Americana is a tricky term. The word itself suggests a culture, a sense of history, a sense of place. It suggests tradition, following in the footprints of giants– which means that, for many, it’s a word synonymous with art and culture that dutifully mimics the giants in their every step. But the best Americana isn’t like that: The really good stuff earns its name through the invocation of a weird, idiosyncratic people, as manifest in weird, idiosyncratic lives. This is Shelby Lynne: She makes personal Americana, music that bends the tropes of culture and history to the whims of her personality, her vision.
Her latest, Tears, Lies & Alibis, is the personal vision of Americana she’s been working toward for years. Self-produced and, for the first time, self-released, Tears is a neat ten-song set that comes and goes in 37 minutes, and in that span, refines the swampy mix of country-blues, southern soul, and pop she made seem to effortless on Suit Yourself— with a few lessons learned from her Dusty Springfield tribute album thrown in for good measure. The record begins with a couple of bouncy, sassy pop songs that bend elastic melodies over brass and keys straight out of Memphis.

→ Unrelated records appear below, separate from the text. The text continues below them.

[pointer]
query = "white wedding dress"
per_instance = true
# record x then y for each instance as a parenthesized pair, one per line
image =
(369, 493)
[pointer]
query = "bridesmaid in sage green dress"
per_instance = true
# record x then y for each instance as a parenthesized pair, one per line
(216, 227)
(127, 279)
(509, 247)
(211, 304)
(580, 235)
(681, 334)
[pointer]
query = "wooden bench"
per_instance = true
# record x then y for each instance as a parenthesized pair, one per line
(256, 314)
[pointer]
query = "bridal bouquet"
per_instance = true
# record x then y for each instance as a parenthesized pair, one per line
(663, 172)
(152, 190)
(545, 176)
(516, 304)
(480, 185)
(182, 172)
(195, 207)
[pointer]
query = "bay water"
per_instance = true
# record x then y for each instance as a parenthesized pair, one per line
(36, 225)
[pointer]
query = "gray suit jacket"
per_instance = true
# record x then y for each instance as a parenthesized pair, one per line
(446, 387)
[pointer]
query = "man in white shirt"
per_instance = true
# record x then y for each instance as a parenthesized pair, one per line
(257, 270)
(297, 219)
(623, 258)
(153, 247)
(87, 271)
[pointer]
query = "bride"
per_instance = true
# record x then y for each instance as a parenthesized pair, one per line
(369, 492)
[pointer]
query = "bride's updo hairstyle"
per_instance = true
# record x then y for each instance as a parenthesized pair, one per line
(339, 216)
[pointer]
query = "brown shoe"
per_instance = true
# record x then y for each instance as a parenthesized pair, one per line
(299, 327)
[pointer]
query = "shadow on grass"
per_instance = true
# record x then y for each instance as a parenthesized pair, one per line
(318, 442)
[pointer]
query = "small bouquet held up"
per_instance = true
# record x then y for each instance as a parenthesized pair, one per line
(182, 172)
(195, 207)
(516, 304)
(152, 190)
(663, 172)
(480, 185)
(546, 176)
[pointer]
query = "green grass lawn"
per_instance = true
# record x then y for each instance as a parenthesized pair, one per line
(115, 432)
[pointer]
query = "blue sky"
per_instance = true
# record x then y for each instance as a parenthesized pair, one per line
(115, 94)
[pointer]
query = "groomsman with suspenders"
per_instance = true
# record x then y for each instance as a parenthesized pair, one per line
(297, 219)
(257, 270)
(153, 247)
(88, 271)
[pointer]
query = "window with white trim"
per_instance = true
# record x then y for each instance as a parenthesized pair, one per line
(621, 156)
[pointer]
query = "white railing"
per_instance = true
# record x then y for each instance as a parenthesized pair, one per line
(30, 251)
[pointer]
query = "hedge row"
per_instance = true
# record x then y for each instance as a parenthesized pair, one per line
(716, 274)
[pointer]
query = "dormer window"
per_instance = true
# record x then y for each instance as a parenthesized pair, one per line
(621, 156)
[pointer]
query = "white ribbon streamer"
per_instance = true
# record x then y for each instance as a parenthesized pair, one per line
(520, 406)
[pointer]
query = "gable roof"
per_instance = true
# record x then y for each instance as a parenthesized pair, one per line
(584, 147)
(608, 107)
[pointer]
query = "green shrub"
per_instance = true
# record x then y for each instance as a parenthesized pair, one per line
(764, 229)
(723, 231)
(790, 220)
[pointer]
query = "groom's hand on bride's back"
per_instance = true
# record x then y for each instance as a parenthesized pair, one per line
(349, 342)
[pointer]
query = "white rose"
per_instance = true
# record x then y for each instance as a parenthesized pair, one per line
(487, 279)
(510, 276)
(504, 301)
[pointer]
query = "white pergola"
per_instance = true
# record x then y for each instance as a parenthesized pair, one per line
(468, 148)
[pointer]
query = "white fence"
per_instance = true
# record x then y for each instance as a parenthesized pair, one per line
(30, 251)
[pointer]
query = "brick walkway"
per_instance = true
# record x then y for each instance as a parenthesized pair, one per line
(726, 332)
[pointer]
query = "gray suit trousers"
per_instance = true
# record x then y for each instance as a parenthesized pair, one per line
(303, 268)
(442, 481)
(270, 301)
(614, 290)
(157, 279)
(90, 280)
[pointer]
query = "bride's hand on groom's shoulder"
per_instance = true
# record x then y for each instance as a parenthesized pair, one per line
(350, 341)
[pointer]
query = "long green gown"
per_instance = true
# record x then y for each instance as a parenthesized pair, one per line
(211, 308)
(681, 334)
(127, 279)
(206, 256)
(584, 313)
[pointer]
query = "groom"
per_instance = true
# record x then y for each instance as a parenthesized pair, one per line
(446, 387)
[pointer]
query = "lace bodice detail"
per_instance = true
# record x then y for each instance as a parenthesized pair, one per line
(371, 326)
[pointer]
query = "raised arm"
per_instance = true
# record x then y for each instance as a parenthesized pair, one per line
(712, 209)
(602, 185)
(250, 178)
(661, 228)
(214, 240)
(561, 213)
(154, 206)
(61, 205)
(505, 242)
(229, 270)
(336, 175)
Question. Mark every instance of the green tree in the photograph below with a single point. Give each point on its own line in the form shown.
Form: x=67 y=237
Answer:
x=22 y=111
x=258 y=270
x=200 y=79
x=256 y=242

After that, it locks in for a stretch of lazy, humid, back-porch strumming, heavy on ballads and thick with bawdy country atmosphere. The album was recorded primarily in Lynne’s basement, and sounds like an informal pickin’ session. Horns and steel guitars, mixed in after the fact, call out like ghostly, spectral voices from somewhere in the bayou.
It sounds on paper like a natural follow-up to Suit Yourself, but on record not quite like anything she’s ever done. Lynne has never sounded more confident as a record-maker, or more assured as a singer; if the Dusty sessions taught her anything, it’s to trust her own instincts as a storyteller and a singer, and indeed, it’s amazing how much of the story she conveys with her own voice. Incidentally a companion piece to sister Allison Moorer’s recent Crows— simpler, but no less sophisticated, and perhaps more compelling overall– the album has a cyclical feel, moving from heartache to flight, then circling back again for a return home. She plays with archetypes we know well– “Alibi” is a cheatin’ song, “Something to Be Said” a ramblin’ song, “Old #7” a drinkin’ song– but she reveals these forms to be malleable in her hands, bending them into something that’s partly classic American music, partly Shelby Lynne’s own handiwork.
The album is drenched in sweet sadness and soul, and performed by an artist who knows well enough to let those things carry the record; she keeps things compact and cut close to the bone, meaning that it’s the songs that stand out more than anything else, and the album doesn’t wear out its welcome but lingers even after it stops playing. In other words: Listening to it is an experience, and an affecting one at that. There’s something to be said for ambition, but just as much for restraint; this is Shelby Lynne’s masterpiece of self-discipline, a short and sweet album that transforms tradition through her miraculous singing, and if it isn’t her most ambitious album ever, it might be her most powerful.